Kocabaş, “Bu kentin çeperleri Osmanlı Dönemi’nde fukaraydı şu anda da fukara. Niye bu kentin kazancı hep kıyılarda harcandı? Neden Kemeraltı bu halde? İzmir Bornova’da bir açık hava AVM’si açılmıştı. Bu açılışta Romalı Asker kılığında adamlar vardı. Ben buna büyük tepki gösterdim bir daha kimse o Romalıları görmedi. O AVM açıldıktan sonra eski Kemeraltı Esnaf Derneği Başkanı beni aramıştı görüşelim diye. İzmir'de birileri çıkmış orayı Kemeraltı’na emsal göstererek Kemeraltı bilmem neyi yapmak... Bu kentte öyle anlı şanlı kişiler var ki gelen konuklara Kemeraltı’nı görmek istediklerin de orayı ne yapacaksınız ya diyebiliyorlar."

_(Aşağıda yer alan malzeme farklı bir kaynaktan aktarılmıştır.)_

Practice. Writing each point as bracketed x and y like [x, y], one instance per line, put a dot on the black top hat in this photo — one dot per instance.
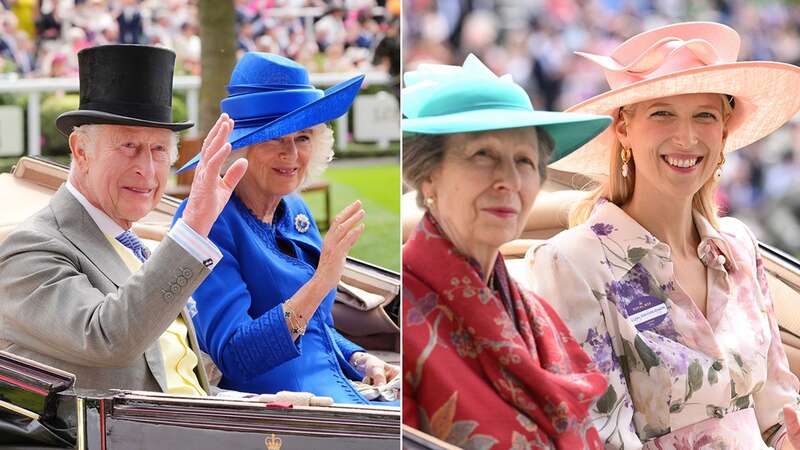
[124, 85]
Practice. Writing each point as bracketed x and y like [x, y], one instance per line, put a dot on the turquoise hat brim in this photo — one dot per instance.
[335, 103]
[568, 130]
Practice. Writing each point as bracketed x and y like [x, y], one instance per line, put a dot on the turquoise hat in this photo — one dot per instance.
[442, 99]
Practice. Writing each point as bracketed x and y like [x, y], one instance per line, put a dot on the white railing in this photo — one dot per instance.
[35, 87]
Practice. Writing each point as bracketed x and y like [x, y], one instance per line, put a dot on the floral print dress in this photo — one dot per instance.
[677, 379]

"Orası disko değil kilise"

Kocabaş, "Bu kentin kimliği kaydı. İzmir, İzmir gibi değil. Basmane’de 1922’den sonra kalan Rum Ortodoks kilisesi var Aya Vukolos Kilisesi. Bu kilise Atatürk’ün emri ile ilk arkeoloji müzesi oldu. Sonra arkeoloji müzesi yerine taşındı, orası metruk hale döndü. Aziz Kocaoğlu’nun göreve geldiği dönemde restore edildi ve Aya Vukolos Kültür Merkezi haline geldi. Orada olmayacak bir şey oldu 2014 Temmuz'unda mı neydi İzmir Rum Cemaati beni ziyarete geldi. Orada 92 yıl sonra ilk defa Rum ayini yapıldı. Bu günlerce konu oldu. Orada müzikal konularda bir uyarı vardı o bina eski bir bina. Orada bölge altında çok su var. Orası zaten depremde yıkılıp bir daha yapılıyor. Hangi gün bilmiyorum ben bunu Sayın Tunç Soyer’e de ileteceğim. Ben bu sabah fark ettim orası disko değil, zıplanmaz, ağır titreşimli ses kullanılmaz. Işık bile orada özel kullanılır, çünkü orada duvarlardaki eserler orijinaldir. Bunu daha dikkatli kullanmak zorundayız. İzmir'de değişime ihtiyaç var. Siyasetçilerin sadece seçim zamanı değil, halkla hep iç içe olmazı lazım.  O kadar çok ki fuarı unuttuk, depremi unuttuk, Çiçekli Köy’ü unuttuk... O kadar unuttuğumuz yer var ki... Hep filler çimenleri mi ezsin? Balçova arsa mağduru konusunda hangi milletvekillerinin bu konuda bir şey dediğini duydun? Bu iş en çok Yüksel Taşkın'a yakışır. Ama Yüksel Taşkın'a önce Balçova ne demek? Arsa ne demek? Arsa ve mağdur yan yana gelince ne anlama geliyor? İzmir nedir, Balçova'ya nasıl gidilir? Hangi otobüs ya da yakında metro var falan gibi anlatmak lazım. Şaka bir yana yürüyün endamınızı göreyim diye bir söz vardır. İzmir milletvekilleri yürüyün endamınızı göreyim Balçova arsa konusunda. CHP'li milletvekileri belediye başkanlarını hep yalnız bırakıyor, Aziz Bey döneminde de böyleydi. Sorduğun zaman bizi bir yere davet etmedi diyorlar. Davet etmesinler sen İzmir milletvekilisin, sen ilgilensene. Bazı milletvekilleri mahallelerden çok ticaret odası, sanayi, x y z alkollü, alkolsüz balık restoranlarına gidiyor.  Gelin sizi yayla kahvesine götüreyim, gelin Dönertaş'a gidelim. İzmir'in o kadar turistik yeri var ki... Çok para kazanırız. Bırakın izmir'e turist gelsin. İzmir çok renkliliği, çok sesliliği, farklılığı ile İzmir'dir" diye konuştu.